Each month, we talk to an NTS instructor and find out a bit about their background and how they got involved in the industry. This month, we talk to Wayne Jones of Jones Security Consulting.
What's your background in the security industry?
I worked for 20 years for a major oil company in the IT industry providing Management and support for large Ethernet networks with a large number of workstations and servers. After leaving, I formed my own company focused on integration of security, fire and IT systems. I also sold and installed these systems individually.
After many years, I closed my business and worked for a large Fire and systems integration company, for several years, in New Orleans. I have been an instructor for NTS for approximately fifteen years.
How did you get involved in NTS?
I have always believed that if one really wants to be knowledgeable and remain current about a subject/Industry, one should teach it.
As a result, at the first opportunity, I contacted the Louisiana Life Safety and Security organization and volunteered.
How do you apply your background to the courses you've taught?

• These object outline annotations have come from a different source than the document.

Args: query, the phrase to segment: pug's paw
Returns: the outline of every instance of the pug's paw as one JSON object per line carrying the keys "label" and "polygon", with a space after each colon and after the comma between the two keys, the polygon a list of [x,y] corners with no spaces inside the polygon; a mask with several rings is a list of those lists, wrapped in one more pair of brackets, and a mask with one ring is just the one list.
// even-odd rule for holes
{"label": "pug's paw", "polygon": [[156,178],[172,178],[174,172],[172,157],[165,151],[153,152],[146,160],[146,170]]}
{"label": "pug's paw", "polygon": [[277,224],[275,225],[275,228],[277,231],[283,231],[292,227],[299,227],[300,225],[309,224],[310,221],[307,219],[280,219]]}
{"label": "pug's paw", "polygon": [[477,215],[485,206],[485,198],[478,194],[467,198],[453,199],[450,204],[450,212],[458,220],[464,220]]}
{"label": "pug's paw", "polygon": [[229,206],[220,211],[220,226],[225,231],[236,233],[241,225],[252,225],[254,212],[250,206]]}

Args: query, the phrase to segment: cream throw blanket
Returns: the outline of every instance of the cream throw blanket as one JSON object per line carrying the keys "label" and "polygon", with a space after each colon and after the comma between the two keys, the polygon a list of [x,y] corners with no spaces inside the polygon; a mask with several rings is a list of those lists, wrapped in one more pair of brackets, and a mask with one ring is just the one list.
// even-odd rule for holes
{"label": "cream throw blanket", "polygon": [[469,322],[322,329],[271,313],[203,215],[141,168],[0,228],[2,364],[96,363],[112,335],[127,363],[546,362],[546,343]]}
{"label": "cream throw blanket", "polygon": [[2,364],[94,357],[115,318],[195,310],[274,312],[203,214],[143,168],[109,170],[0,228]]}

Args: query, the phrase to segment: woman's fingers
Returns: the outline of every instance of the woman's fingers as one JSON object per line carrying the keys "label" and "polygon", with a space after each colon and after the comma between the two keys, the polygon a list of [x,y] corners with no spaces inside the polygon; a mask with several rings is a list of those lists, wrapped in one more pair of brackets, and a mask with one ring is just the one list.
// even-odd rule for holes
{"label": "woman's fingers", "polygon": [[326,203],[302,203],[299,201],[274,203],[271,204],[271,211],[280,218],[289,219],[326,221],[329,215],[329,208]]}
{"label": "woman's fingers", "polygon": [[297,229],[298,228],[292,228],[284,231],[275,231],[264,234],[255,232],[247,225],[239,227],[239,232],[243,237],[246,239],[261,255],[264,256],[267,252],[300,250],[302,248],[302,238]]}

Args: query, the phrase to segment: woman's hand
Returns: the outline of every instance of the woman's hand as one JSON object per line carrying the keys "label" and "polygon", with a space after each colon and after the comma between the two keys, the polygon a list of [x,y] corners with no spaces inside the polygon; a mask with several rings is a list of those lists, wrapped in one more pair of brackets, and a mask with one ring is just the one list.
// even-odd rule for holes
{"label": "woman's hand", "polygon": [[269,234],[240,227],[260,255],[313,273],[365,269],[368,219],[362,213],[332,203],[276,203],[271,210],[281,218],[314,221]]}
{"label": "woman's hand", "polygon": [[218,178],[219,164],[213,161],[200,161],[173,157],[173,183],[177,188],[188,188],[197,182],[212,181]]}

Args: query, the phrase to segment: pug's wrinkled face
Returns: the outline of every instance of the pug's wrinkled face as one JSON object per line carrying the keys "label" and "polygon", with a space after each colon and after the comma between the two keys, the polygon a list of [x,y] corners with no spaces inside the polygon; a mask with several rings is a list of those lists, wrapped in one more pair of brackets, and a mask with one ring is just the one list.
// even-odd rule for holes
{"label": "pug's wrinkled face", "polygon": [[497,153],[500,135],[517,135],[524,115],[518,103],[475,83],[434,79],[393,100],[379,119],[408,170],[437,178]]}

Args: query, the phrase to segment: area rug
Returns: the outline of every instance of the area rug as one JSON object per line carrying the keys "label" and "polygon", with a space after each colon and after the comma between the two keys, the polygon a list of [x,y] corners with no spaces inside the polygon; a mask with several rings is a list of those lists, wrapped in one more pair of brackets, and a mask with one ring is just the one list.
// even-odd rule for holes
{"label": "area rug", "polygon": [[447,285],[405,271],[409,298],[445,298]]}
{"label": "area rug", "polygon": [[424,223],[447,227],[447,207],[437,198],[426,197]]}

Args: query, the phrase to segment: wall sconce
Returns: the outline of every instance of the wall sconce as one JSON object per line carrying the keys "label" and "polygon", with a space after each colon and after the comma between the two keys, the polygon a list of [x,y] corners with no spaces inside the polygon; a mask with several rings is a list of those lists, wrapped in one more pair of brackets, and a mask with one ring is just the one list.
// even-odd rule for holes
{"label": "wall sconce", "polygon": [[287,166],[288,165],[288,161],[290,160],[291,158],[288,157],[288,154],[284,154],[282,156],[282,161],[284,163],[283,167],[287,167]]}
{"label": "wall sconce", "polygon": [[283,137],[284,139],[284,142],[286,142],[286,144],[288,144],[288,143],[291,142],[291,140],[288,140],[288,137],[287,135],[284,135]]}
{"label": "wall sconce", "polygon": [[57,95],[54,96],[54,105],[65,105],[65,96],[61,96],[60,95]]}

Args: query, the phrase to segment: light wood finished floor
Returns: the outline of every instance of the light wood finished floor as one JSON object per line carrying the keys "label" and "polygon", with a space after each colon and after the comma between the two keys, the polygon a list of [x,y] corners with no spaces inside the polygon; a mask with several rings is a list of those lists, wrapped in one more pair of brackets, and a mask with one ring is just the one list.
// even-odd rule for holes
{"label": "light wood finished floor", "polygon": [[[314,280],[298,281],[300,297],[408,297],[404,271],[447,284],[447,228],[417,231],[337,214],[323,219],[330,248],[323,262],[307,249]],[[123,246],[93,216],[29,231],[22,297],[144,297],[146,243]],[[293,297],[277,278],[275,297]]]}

I share my knowledge and experiences, both positive and negative, so that the students can learn not only technical knowledge, but identify with actual applications and real world solutions. I also use my experiences from the evolution of the IT world in large corporate environments to try to expand their understanding on better approaches to their business and an understanding of the potential that exists for careers in this industry.
What's the funniest experience you've had teaching a course?
Not sure I can share the funniest. However, in a large hotel, we had just discussed the subject of proper mounting of devices -- i.e. devices cannot be support by their wires -- only to walk out into the hotel lobby on break and find two smoke detectors hanging by their wires.
What do you find are the best ways for students to get the most out of NTS courses?
Simple! Pay attention in class, read the material and ask questions. The books are excellent quick reference material and should be kept close. I also encourage the students to take advantage of every opportunity to improve their knowledge.
Attending training, conferences and other functions even in their off time increases their value and will help them, over the long term, in their careers. They need to take the initiative in this area and not just wait for their employers.
How have you seen the security industry change over the years?
I have seen this industry grow from a very fragmented industry with function specific technology and technicians with little or no training in code and techniques to one that is far more professional. The technologies have improved, knowledge of code has improved and knowledge of the industry as a whole has improved.
Our technicians are showing far more responsibility and professionalism with their installs and with their customers.
What are your predictions for the future of the industry?
Systems Integration capabilities as well as system intelligence will continue to improve. The one thing that drew me to this industry was that the evolution that had taken place in the IT industry was visible on the horizon for this industry. With all devices converging onto the Internet as their highway, the door will open for better communications between devices.
While TCP/IP has opened the door, better applications will be developed to provide this communication. However, this will require the development of standards. Unfortunately, in our industry we do not have a major company, like the Department of Defense in the IT Industry, that can force this convergence, which means it will take manufacturers longer to make that step.
The demand from companies for Open Systems (plug and play between new systems and existing infrastructures) would help push this development. Individual systems will continue to increase in intelligence (Smart Systems and Devices, Learning Systems, Systems that learn from our actions). Devices will become more software concentric.
Handheld devices and wireless will play a greater role to support our mobile society and in devices installed in facilities. Whether we realize it or not, something as simple as a contact is a point of information. We should be able to capture that information (its state) at its source and pass it anywhere it is needed in any system. The wonder of this is that our industry may actually be destined to become part of the information world.
Our capabilities today and our future is only limited by our imagination.